Übrigens würde ich bei einem leerem Stack in top() und pop() eine Exception werfen (NoSuchElementException würde sich anbieten)


----------



## sh33p (23. Okt 2010)

danke.

ich habe noch eine weitere frage. wie kann ich den Stack dynamisch machen?D.h wenn festgestellt wird,das das Array voll wird-> Speicherplatz verdoppeln.
Ist eigentlich nur mit einer ArrayList möglich oder?
Müsste ich natürlich alles auf eine Arraylist umbauen..


----------



## Ein Keks (23. Okt 2010)

eine ArrayList benutzt intern auch ein array (daher der name)
du musst einfach ein neues array mit der neuen größe erstellen und den inhalt des alten reinkopieren (z.B mit System.arraycopy)


----------



## Marcinek (23. Okt 2010)

im sinne der übung würde ich versuchen es ohne die arrayliste machen.

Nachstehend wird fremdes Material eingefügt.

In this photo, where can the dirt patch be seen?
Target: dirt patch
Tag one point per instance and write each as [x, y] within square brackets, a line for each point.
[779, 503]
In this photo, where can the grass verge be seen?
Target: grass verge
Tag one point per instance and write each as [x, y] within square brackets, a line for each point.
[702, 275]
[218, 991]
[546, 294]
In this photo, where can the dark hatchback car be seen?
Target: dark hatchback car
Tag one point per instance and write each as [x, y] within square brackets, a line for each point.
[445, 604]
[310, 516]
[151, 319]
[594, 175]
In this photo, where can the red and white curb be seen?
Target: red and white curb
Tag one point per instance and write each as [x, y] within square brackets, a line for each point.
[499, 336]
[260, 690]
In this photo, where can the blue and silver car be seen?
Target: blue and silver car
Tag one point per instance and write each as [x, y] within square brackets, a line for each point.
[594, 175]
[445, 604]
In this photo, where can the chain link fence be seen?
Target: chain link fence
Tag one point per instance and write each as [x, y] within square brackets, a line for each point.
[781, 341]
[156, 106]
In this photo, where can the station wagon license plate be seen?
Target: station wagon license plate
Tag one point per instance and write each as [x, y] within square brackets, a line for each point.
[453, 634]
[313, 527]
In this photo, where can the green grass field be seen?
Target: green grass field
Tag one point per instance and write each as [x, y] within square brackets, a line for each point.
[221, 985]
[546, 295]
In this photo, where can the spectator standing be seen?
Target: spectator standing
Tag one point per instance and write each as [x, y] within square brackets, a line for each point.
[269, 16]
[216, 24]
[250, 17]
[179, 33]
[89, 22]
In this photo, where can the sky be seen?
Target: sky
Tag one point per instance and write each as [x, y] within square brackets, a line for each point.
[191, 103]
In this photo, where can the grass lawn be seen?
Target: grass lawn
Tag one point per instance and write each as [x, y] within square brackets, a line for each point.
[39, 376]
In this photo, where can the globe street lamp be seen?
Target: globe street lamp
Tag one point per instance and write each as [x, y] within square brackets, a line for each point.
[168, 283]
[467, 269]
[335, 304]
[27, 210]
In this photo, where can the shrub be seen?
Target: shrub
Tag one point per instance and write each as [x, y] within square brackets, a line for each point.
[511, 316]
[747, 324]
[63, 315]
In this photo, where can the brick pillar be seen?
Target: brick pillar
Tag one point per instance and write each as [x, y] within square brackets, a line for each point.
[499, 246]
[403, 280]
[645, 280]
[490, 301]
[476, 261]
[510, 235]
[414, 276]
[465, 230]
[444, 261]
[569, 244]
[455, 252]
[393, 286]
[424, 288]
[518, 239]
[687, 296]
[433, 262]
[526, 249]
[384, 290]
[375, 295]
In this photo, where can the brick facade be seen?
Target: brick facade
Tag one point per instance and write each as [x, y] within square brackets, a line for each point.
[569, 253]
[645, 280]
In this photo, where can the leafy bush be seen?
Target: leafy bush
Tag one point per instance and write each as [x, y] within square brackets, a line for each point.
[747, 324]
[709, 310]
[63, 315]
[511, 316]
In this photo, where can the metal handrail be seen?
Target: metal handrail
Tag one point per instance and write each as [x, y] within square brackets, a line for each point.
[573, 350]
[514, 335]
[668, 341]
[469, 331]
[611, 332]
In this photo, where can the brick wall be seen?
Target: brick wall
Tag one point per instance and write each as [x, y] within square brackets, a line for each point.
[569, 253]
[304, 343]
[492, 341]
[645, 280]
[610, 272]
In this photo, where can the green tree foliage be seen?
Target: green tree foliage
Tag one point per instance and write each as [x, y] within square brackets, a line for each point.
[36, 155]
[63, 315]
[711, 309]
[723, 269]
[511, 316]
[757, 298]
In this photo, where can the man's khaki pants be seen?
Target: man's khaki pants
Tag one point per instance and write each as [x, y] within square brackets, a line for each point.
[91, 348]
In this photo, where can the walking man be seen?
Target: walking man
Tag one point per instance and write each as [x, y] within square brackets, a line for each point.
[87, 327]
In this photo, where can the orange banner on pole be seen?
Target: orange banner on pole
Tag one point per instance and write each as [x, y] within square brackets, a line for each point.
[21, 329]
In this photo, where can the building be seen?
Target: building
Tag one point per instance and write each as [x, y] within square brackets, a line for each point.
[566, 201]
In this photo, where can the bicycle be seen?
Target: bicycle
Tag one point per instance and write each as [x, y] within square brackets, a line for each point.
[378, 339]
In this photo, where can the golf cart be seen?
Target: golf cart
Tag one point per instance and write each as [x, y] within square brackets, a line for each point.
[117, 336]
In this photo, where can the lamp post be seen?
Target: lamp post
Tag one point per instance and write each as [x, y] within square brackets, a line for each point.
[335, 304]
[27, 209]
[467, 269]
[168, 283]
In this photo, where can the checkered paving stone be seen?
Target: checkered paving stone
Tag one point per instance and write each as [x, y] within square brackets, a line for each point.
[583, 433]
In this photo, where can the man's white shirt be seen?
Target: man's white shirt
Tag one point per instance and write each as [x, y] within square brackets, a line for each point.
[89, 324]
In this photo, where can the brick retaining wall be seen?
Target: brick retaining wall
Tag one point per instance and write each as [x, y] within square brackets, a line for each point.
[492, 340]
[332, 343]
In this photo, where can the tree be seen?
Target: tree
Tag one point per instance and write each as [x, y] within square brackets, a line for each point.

weil man sonst auch ein Stack nutzen kann 

Mit nichten benutzt ArrayList intern ein Array (Sorry, da war ich in einem falschen Universum) - Siehe posting unten...


----------



## sh33p (23. Okt 2010)

ok danke


----------



## maki (23. Okt 2010)

Marcinek hat gesagt.:


> ...
> Mit nichten benutzt ArrayList intern ein Array -.-:autsch:


Sicherlich nutzt ArrayList intern ein Array, steht sowohl in der Doku als auch im Quellcode


----------



## sh33p (23. Okt 2010)

ich habe jetzt versucht die Verdoppelungsstrategie zu implementieren. Nur es klappt noch nicht ganz.wo liegt der fehler?

[Java]

 private int count; // aktuelle Zahl der Elemente -1

 private int[] a = new int[10]; // Ablageplatz fuer die Elemente
 private int[] b = new int[count*2];  // Zweites Array zum verdoppeln

 // a[0]...a[count] sind die gestapelten Elemente
 // a[count] ist das oberste, a[0] das unterste
 // INV: -1 <= count <= 9

 public StackDYN() { // Konstruktor, erzeugt den leeren Stapel
 count = -1;
 }

public int top(){     //Oberste Element lesen


   if(count > a.length)
   return b[count];
   else
   return a[count];


 }
 public void push(final int x)  {   //Oberste Element drauflegen
 if(count >9){

   System.arraycopy(a,0,b,0,b.length);
}

 if(count < 9){
    count++;
    a[count] = x;
 }
}

 public void pop() { // Oberste Element entfern
 try{
 if (count >= 0)
 count--;
 if(count <-1)
 throw new Exception();
 }catch(Exception z){
}
 }
 }
[/code]


----------



## Marcinek (23. Okt 2010)

1. Wenn du eine exeption wirst und sie direkt fängst, dann kannst du sie dir schenken

2. Du musst nur ein tmp array haben, und wenn count über aktuelle size hinweggeht, dann wird der aktuelle Stand in den neuen kopiert und dann die referenzen vertauscht, so dass du immer mit nur einem array arbeitest.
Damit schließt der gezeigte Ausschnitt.